Remix.run Logo
kingstnap 20 hours ago

5 to 10 tokens per second is bungus tier rates.

https://developer.nvidia.com/blog/nvidia-blackwell-delivers-...

NVIDIAs 8xB200 gets you 30ktps on Deepseek 671B at maximum utilization thats 1 trillion tokens per year. At a dollar per million tokens that's $1 million.

The hardware costs around $500k.

Now ideal throughput is unlikely, so let's say your get half that. It's still 500B tokens per year.

Gemini 3 Flash is like $3/million tokens and I assume it's a fair bit bigger, maybe 1 to 2T parameters. I can sort of see how you can get this to work with margins as the AI companies repeated assert.

Denzel 19 hours ago | parent [-]

Cool, that potential 5x cost improvement just got delivered this year. A company can continue running the previous generation until EOL, or take a hit by writing off the residual value - either way they’ll have a mixed cost model that puts their token cost somewhere in the middle between previous and current gens.

Also, you’re missing material capex and opex costs from a DC perspective. Certain inputs exhibit diseconomies of scale when your demand outstrips market capacity. You do notice electricity cost is rising and companies are chomping at the bit to build out more power plants, right?

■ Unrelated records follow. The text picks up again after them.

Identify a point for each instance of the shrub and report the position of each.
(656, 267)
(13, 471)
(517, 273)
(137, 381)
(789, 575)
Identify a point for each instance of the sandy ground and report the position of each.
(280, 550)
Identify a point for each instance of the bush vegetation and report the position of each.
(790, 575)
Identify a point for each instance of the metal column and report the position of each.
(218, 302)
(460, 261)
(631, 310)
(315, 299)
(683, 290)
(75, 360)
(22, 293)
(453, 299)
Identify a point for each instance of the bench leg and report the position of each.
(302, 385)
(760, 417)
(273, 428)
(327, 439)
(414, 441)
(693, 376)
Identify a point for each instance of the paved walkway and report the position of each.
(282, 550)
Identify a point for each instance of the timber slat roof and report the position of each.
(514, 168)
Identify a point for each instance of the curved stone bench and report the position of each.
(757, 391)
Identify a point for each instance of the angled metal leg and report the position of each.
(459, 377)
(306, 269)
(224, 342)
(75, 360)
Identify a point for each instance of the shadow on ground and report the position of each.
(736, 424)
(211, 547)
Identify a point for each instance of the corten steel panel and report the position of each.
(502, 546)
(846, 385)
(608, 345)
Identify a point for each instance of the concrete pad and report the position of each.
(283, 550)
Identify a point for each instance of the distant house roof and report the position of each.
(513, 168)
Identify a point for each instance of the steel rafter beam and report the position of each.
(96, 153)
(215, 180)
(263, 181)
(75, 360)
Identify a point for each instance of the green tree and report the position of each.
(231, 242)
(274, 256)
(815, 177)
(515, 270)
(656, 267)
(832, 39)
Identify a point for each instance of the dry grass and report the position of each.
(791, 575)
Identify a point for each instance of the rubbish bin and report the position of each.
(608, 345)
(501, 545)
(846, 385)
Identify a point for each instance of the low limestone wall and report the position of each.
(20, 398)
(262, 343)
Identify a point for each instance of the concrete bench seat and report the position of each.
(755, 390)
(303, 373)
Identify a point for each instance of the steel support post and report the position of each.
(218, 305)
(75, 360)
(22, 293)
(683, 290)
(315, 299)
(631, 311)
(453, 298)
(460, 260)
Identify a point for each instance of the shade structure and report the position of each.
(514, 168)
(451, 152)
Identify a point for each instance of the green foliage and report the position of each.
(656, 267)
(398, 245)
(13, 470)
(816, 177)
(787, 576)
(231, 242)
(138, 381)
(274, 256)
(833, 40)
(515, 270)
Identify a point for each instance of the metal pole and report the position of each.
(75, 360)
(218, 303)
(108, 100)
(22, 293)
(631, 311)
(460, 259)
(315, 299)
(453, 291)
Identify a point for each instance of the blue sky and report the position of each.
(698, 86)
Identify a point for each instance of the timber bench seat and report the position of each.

Again, I ran the numbers for simplicity’s sake to show it’s not clear cut that these models are profitable. “I can sort of see how you can get this to work” agrees with exactly what I said: it’s unclear, certainly not a slam dunk.

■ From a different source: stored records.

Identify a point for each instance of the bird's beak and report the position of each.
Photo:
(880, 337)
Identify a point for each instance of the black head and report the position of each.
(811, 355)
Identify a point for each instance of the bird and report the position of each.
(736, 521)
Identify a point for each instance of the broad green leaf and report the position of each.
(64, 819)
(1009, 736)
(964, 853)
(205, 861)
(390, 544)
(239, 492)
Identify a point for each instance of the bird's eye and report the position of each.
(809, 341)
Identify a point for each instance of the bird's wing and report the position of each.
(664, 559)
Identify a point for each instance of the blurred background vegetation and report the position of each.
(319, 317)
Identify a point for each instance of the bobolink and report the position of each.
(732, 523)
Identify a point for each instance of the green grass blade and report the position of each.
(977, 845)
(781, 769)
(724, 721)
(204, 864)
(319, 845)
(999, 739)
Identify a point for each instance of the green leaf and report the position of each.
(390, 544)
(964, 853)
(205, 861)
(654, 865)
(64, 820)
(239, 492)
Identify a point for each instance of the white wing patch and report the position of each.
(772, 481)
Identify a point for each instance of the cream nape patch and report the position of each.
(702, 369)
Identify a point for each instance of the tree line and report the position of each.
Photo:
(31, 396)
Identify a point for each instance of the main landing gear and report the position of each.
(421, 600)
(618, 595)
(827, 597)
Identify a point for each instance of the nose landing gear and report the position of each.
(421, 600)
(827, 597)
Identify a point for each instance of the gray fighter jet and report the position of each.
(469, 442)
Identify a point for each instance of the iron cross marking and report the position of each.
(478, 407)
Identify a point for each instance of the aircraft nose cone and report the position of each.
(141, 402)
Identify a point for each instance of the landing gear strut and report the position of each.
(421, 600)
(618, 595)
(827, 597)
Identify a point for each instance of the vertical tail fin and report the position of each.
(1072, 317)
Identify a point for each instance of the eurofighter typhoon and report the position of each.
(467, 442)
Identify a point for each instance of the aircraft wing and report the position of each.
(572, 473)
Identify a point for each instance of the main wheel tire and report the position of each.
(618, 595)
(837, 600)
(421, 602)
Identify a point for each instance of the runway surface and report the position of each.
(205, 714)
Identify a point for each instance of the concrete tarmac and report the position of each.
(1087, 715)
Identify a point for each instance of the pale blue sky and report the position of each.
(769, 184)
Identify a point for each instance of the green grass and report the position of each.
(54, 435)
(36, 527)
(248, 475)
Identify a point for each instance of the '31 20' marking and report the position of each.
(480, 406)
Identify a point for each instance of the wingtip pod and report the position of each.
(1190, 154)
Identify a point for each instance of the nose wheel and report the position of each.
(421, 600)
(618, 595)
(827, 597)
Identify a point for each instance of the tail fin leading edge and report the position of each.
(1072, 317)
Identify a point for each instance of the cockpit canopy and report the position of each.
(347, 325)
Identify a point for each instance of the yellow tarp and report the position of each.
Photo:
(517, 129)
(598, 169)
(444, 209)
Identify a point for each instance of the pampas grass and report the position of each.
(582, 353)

Especially when you factor in all the other real-world costs.

We’ll find out soon enough.

surajrmal 13 hours ago | parent [-]

Google runs everything on their tpus which are substantially less costly than to make and use less energy to run. While I'm sure openai and others are bleeding money by subsidizing things, I'm not entirely sure that's true for Google (despite it actually being easier if they wanted to).